Malheureusement pour lui et pour Bach, qui a également écrit beaucoup de musique d’église, la classe moyenne émergente est devenue dominante au milieu du 18ème siècle. Leur vision, caractérisée par l’illumination, a remis en question la position de pouvoir politique et culturel de l’église. Cela a contribué à «composer la musique» dans une plus grande mesure. La musique d’église est devenue conservatrice et rétrograde dans ce contexte. En même temps, l’optimisme était grand étant donné que l’intellect humain pouvait maîtriser tous les défis.

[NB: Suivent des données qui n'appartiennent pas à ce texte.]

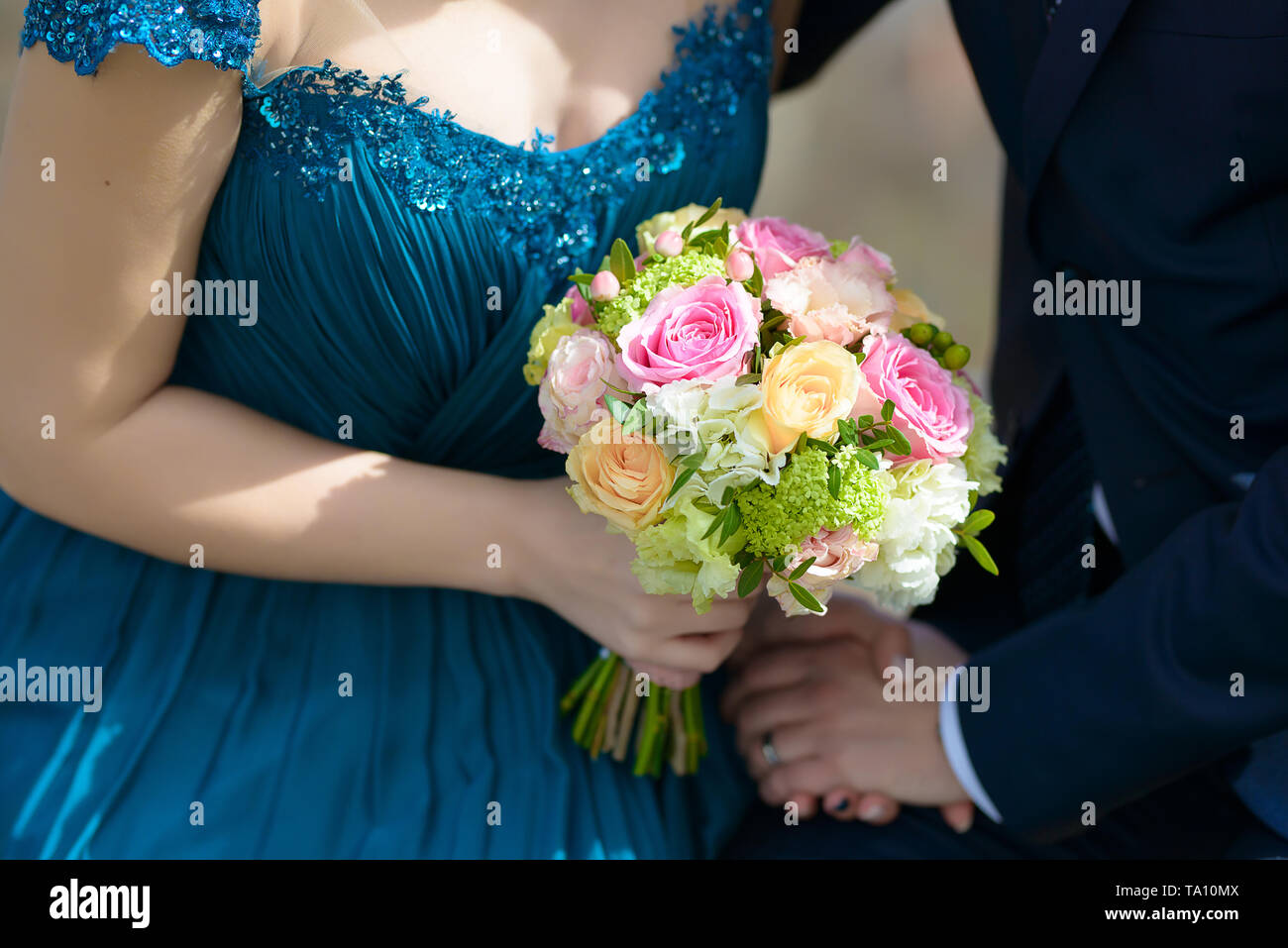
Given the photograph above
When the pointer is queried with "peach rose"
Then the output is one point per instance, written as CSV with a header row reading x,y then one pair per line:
x,y
807,386
621,476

Un autre problème était qu’un certain nombre de compositeurs établis sont morts au milieu du 18ème siècle. Couperin mourut en 1733, Pergolesi en 1736, Vivaldi et Fux en 1741, Bach en 1750, Albinoni en 1751, Domenico Scarlatti en 1757 et Händel en 1759. Parmi ceux-ci, Scarlatti, Couperin et Pergolesi avaient déjà déplacé la musique au strict baroque. Et si Bach est resté un personnage périphérique vers la fin de sa vie, Telemann a mieux géré la transition. Il a quitté le contrepoint et le style polyphonique relativement tôt, et est devenu de plus en plus homophonique et galant. Classisme est souvent considéré comme une correspondance à la musique baroque plus lourde et plus complexe, qui a simplifié les expressions musicales.Les nouveaux compositeurs distingués entre le style polyphonique baroque et les contrepoints et le style homophonique galant plus singulier. La basse générale a été remplacée par d’autres solutions, telles que la basse alberti.

Même le style galant était préférable aux compositeurs à venir, l’art de l’écriture fugue était loin d’être oublié, ce qui se distingue dans les compositions de Haydns, de Mozart et de Beethoven.